Il vero dramma delle famiglie che hanno figli con patologie e malformazioni è infatti, come ha dichiarato il presidente di Pro Vita e Famiglia, Toni Brandi, «la mancanza di sostegno da parte dello Stato, la carenza di servizi che aiutino nella gestione della vita quotidiana e l’esclusione sociale di tutto il nucleo familiare, sempre più emarginato e relegato ai confini della società […] ogni famiglia aiutata è un bambino salvato».
La coerenza della Polonia, la coerenza degli abortisti (infanticidi)
Non si contano, ovviamente, le reazioni “scandalizzate”, a partire dal Commissario per i diritti umani del Consiglio d’Europa, la bosniaca Dunja Mijatović, secondo la quale questa «è una giornata triste per i diritti delle donne». Grzergorz Schetyna, ex leader del Partito popolare europeo, è arrivato a preconizzare la Polonia come «un inferno per le donne». Non fanno mancare la propria voce Amnesty International, il Centro per i diritti riproduttivi e Human Rights Watch, che, attraverso una dichiarazione congiunta, giudicano la sentenza come «il risultato di un attacco sistematico e coordinato dei parlamentari polacchi ai diritti delle donne, il cui obiettivo è di vietare del tutto l’aborto nel paese. Al contrario, costringe le donne ad abortire clandestinamente o a viaggiare all’estero per poter abortire».

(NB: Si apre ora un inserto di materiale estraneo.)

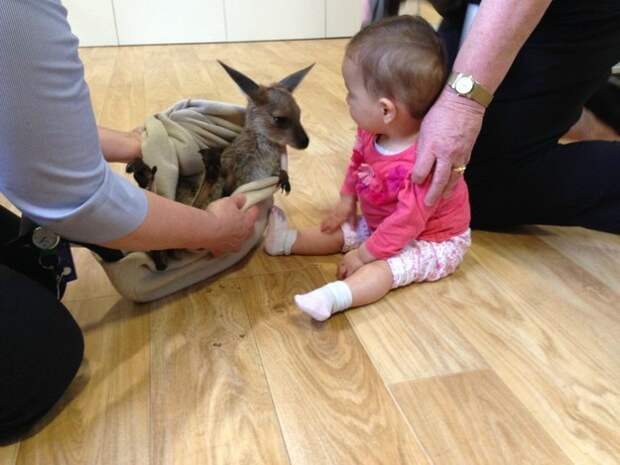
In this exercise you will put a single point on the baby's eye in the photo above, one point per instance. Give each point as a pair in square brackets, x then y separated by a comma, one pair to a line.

Né cambiano tattica gli abortisti, barricandosi dietro fantomatici numeri di aborti clandestini, in una cieca visione secondo cui l’unico modo per affrontare la maternità fragile sia la massima facilitazione dell’eliminazione del “prodotto del concepimento”. D’altra parte si è già ampiamente dimostrato come abbiano ragione loro, gli abortisti, quando affermano – teoricamente o nei fatti – che tra aborto e infanticidio non c’è differenza: un feto e un neonato sono lo stesso medesimo individuo, in momenti diversi del proprio sviluppo.

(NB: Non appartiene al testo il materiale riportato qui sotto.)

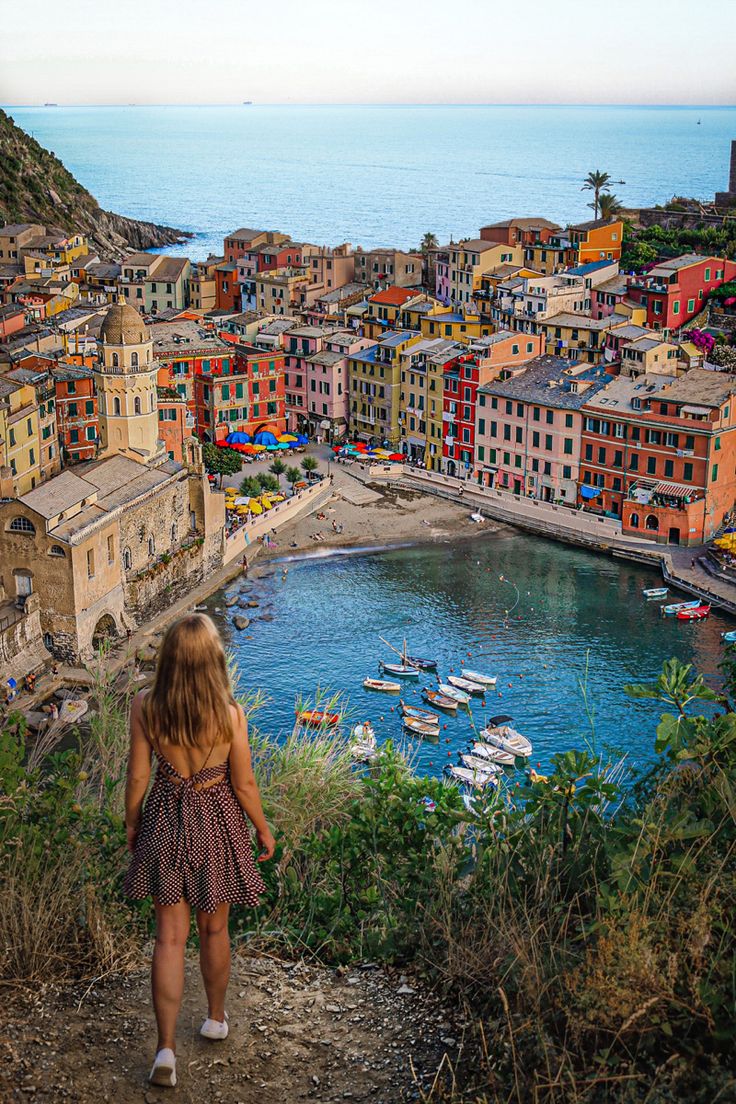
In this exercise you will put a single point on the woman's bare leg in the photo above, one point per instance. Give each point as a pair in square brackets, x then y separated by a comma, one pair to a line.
[214, 958]
[172, 923]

Vi sono Paesi, come la Nuova Zelanda, che hanno decretato la pena di morte anche per i neonati sopravvissuti all’interruzione volontaria di gravidanza, possibile fino al nono mese di gestazione, legalizzando così di fatto l’infanticidio. È coerente: non c’è motivo per cui una vita acquisti valore solo grazie al passaggio attraverso il canale del parto.
Allo stesso modo è coerente la repubblica di Polonia, che nella propria Costituzione «garantisce, sul suo territorio, la piena tutela della vita, della libertà e dei beni a tutti, senza distinzione di nazionalità, appartenenza, lingua, razza e religione». Nel lontano 1921, a quanto pare, non era parso necessario aggiungere la dicitura “età gestazionale”.